Comme un criminel amené au lieu du supplice, sait qu’il doit périr bientôt mais regarde sans cesse autour de lui et arrange son chapeau mal mis, de même Moscou continuait involontairement sa vie habituelle, bien que se sachant près de sa perte dès que seraient rompus tous ces rapports conditionnels de la vie auxquels on est accoutumé de se soumettre.

Pendant ces trois jours qui précédèrent l’occupation de Moscou, toute la famille Rostov était plongée en divers préparatifs. Le chef de la famille, le comte Ilia Andréiévitch, courait sans cesse dans la ville, récoltant de tous côtés des bruits qui circulaient, et dans la maison où il donnait des ordres superficiels et hâtifs pour les préparatifs du départ.

La comtesse qui surveillait l’emballage des objets était mécontente de tout et cherchait Pétia qui toujours la fuyait, et elle jalousait Natacha avec qui il passait son temps. Sonia seule s’occupait du côté pratique de l’emballage. Mais Sonia, tous ces derniers temps, était particulièrement triste et silencieuse. La lettre de Nicolas, dans laquelle il parlait de la princesse Marie, avait provoqué en sa présence des réflexions joyeuses de la comtesse qui, dans cette rencontre de la princesse Marie avec Nicolas, voyait la main de Dieu.

— Je ne me suis jamais réjouie, disait-elle, quand Bolkonskï était fiancé à Natacha, mais j’ai toujours désiré et j’ai le pressentiment que Nicolas épousera la princesse. Et ce serait bien !

Sonia sentait que c’était la vérité, que le seul moyen de réparer les affaires des Rostov était un riche mariage et que la princesse était un beau parti. Mais cela lui était très pénible.

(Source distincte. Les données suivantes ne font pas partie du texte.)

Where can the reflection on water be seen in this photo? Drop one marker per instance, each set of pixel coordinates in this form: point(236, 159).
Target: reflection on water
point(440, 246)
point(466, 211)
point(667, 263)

Malgré sa douleur ou peut-être à cause de sa douleur, elle avait pris sur elle tous les soins difficiles de l’emballage, et toute la journée elle était occupée. Le comte et la comtesse s’adressaient à elle quand ils voulaient ordonner quelque chose. Pétia et Natacha, au contraire, non seulement n’aidaient pas mais plutôt ennuyaient et dérangeaient tout le monde et emplissaient la maison de leurs cris, de leurs rires, de leur vacarme. Ils riaient et se réjouissaient non parce qu’ils avaient une raison quelconque, mais ils étaient gais et joyeux, et c’est pourquoi tout ce qui arrivait était pour eux un prétexte à la joie et au rire. Pétia se sentait gai parce que, parti de la maison enfant, il y revenait (tous le disaient) comme un brave. Il se sentait gai parce qu’il était à la maison, parce que de Bielaïa-Tzerkov où il n’y avait pas l’espoir d’aller au feu, il était à Moscou où bientôt on se battrait. Et surtout il était gai parce que Natacha, dont il suivait toujours l’humeur, était gaie. Et Natacha était gaie parce que depuis trop longtemps elle avait été triste et que maintenant rien ne lui rappelait la cause de sa tristesse : elle se sentait bien. Elle était encore gaie parce qu’il y avait quelqu’un qui l’admirait (l’admiration était son élément nécessaire, et Pétia l’admirait). Et principalement ils étaient gais parce que la guerre se rapprochait de Moscou, parce qu’on allait se battre aux remparts, parce qu’on distribuait des armes, parce que tous couraient, partaient quelque part, parce que, en général, il se passait quelque chose d’extraordinaire et que c’est toujours amusant surtout quand on est jeune.